Quando instituída a Constituição, em 1988, a ideia de tripartidação dos Poderes (Executivo, Legislativo e Judiciário) refletia uma nação que deixava para trás décadas de ditadura militar. Era preciso dar autonomia para que cada ente republicano fosse capaz de fiscalizar seus próprios atos, impedindo golpes que partissem de uma das bases desse tripé. O modelo, adotado em grande parte das democracias do mundo, tem funcionado bem no Brasil – dois processos de impeachment pelo caminho ajudam a provar a tese. Até agora não se colocava em xeque o poder de cada um. Isso mudou na última semana, quando um vídeo compartilhado pela conta pessoal de WhatsApp do presidente Jair Bolsonaro convocava sua base aliada para uma manifestação pelo fechamento do Congresso. A atitude pode caracterizar crime de responsabilidade, mas, muito além disso, evidencia que a tensão entre os guardiões da Constituição nunca foi tão grande.

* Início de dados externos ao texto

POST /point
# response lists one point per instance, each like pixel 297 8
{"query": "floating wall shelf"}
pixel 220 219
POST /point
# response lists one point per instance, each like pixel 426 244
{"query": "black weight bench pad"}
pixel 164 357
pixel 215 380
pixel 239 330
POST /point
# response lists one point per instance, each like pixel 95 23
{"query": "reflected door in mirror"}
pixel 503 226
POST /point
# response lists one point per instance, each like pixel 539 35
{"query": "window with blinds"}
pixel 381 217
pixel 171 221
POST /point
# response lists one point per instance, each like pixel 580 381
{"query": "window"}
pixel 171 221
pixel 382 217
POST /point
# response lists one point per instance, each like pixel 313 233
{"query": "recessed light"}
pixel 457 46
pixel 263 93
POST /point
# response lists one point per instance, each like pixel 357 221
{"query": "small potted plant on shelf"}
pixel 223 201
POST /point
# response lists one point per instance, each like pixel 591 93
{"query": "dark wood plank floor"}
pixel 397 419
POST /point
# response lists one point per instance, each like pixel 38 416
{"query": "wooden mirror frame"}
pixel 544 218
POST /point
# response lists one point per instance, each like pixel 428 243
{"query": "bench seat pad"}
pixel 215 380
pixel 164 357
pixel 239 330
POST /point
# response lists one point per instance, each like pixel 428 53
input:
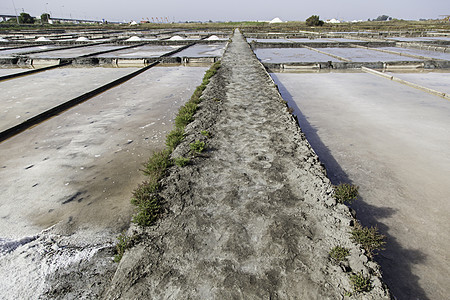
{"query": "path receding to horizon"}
pixel 253 217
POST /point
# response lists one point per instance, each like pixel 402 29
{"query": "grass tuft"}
pixel 145 197
pixel 360 283
pixel 339 253
pixel 345 193
pixel 206 133
pixel 122 244
pixel 181 161
pixel 158 164
pixel 370 239
pixel 197 146
pixel 174 138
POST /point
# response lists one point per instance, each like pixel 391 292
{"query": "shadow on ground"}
pixel 396 262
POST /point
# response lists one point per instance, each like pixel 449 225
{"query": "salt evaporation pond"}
pixel 13 52
pixel 78 170
pixel 269 40
pixel 365 55
pixel 91 153
pixel 393 141
pixel 426 53
pixel 25 97
pixel 439 80
pixel 283 55
pixel 211 50
pixel 74 52
pixel 141 51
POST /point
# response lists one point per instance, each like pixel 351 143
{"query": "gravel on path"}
pixel 253 217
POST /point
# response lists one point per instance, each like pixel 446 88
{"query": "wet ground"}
pixel 280 55
pixel 203 51
pixel 142 51
pixel 393 141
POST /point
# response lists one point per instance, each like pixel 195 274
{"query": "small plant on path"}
pixel 198 146
pixel 181 161
pixel 369 238
pixel 339 253
pixel 206 133
pixel 345 193
pixel 360 283
pixel 122 244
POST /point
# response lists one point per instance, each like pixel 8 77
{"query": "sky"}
pixel 229 10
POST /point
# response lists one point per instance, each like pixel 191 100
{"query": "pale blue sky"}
pixel 229 10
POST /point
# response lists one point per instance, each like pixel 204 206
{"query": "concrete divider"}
pixel 326 53
pixel 10 132
pixel 411 84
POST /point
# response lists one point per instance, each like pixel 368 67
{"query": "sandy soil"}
pixel 253 217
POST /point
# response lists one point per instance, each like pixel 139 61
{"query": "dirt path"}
pixel 253 217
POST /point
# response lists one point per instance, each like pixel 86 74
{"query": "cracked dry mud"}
pixel 251 218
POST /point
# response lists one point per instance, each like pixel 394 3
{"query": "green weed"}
pixel 345 193
pixel 369 238
pixel 206 133
pixel 148 211
pixel 198 146
pixel 174 138
pixel 158 164
pixel 122 244
pixel 181 161
pixel 339 253
pixel 360 283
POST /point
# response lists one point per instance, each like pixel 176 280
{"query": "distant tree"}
pixel 45 17
pixel 314 21
pixel 25 18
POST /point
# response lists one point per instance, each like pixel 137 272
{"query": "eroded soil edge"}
pixel 253 217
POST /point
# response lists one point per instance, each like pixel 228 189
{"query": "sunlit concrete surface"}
pixel 202 50
pixel 342 40
pixel 26 97
pixel 439 81
pixel 426 53
pixel 14 52
pixel 139 52
pixel 269 40
pixel 306 40
pixel 364 55
pixel 280 55
pixel 74 52
pixel 8 71
pixel 419 39
pixel 392 141
pixel 78 169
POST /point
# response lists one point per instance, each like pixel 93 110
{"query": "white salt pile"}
pixel 276 20
pixel 134 39
pixel 213 38
pixel 176 38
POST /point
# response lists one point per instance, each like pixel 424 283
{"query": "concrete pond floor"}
pixel 392 141
pixel 76 172
pixel 27 96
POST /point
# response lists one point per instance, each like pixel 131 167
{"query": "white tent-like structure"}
pixel 276 20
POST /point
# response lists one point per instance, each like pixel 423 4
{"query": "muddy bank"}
pixel 253 216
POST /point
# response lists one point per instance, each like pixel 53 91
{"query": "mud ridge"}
pixel 253 217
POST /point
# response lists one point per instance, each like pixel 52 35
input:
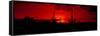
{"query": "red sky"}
pixel 45 11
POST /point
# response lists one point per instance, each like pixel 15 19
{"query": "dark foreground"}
pixel 20 28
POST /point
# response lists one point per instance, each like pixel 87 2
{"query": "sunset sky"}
pixel 46 10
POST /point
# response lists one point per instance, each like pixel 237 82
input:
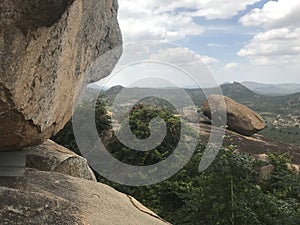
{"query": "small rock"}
pixel 50 156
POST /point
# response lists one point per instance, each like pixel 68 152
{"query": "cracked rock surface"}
pixel 54 198
pixel 46 46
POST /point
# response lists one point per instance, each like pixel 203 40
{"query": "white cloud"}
pixel 279 43
pixel 172 19
pixel 216 45
pixel 231 66
pixel 274 14
pixel 180 55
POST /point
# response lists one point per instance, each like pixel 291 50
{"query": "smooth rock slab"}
pixel 50 156
pixel 239 117
pixel 46 46
pixel 51 198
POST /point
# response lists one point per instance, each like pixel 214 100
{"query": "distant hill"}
pixel 272 89
pixel 283 104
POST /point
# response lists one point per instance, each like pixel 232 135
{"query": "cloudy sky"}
pixel 240 40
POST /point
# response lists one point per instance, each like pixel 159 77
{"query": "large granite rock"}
pixel 239 117
pixel 50 198
pixel 45 48
pixel 50 156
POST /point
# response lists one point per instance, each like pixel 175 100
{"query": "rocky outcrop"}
pixel 256 145
pixel 46 47
pixel 53 198
pixel 50 156
pixel 239 117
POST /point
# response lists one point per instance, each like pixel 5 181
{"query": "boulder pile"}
pixel 239 118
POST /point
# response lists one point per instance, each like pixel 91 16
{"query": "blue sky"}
pixel 245 40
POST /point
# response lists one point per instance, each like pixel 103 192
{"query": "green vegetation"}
pixel 230 192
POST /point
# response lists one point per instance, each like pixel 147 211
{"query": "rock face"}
pixel 50 156
pixel 46 47
pixel 239 117
pixel 53 198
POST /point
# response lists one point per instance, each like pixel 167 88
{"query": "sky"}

O vídeo compartilhado por Bolsonaro é assinado pelo Movimento Conservador, tem cerca de 1 minuto e 30 segundos, mostra a facada que vitimou o presidente na campanha eleitoral em 2018 e joga na Câmara dos Deputados e no Senado a pecha de pessoas que “lutam contra o povo brasileiro”. As imagens são acompanhadas de locução dramática dizendo que Bolsonaro quase morreu pelo País, e cabe a seus apoiadores um ato nas ruas no dia 15 de março.

Pedro Ladeira

Logo após vazar a informação de compartilhamento, não faltaram críticas ao presidente vindas do Legislativo e Judiciário. “Essa gravíssima conclamação, se realmente confirmada, revela a face sombria de um presidente da República que desconhece o valor da ordem constitucional, que ignora o sentido fundamental da separação de poderes, que demonstra uma visão indigna de quem não está à altura do altíssimo cargo que exerce”, afirmou o ministro do Supremo Tribunal Federal (STF) Celso de Melo.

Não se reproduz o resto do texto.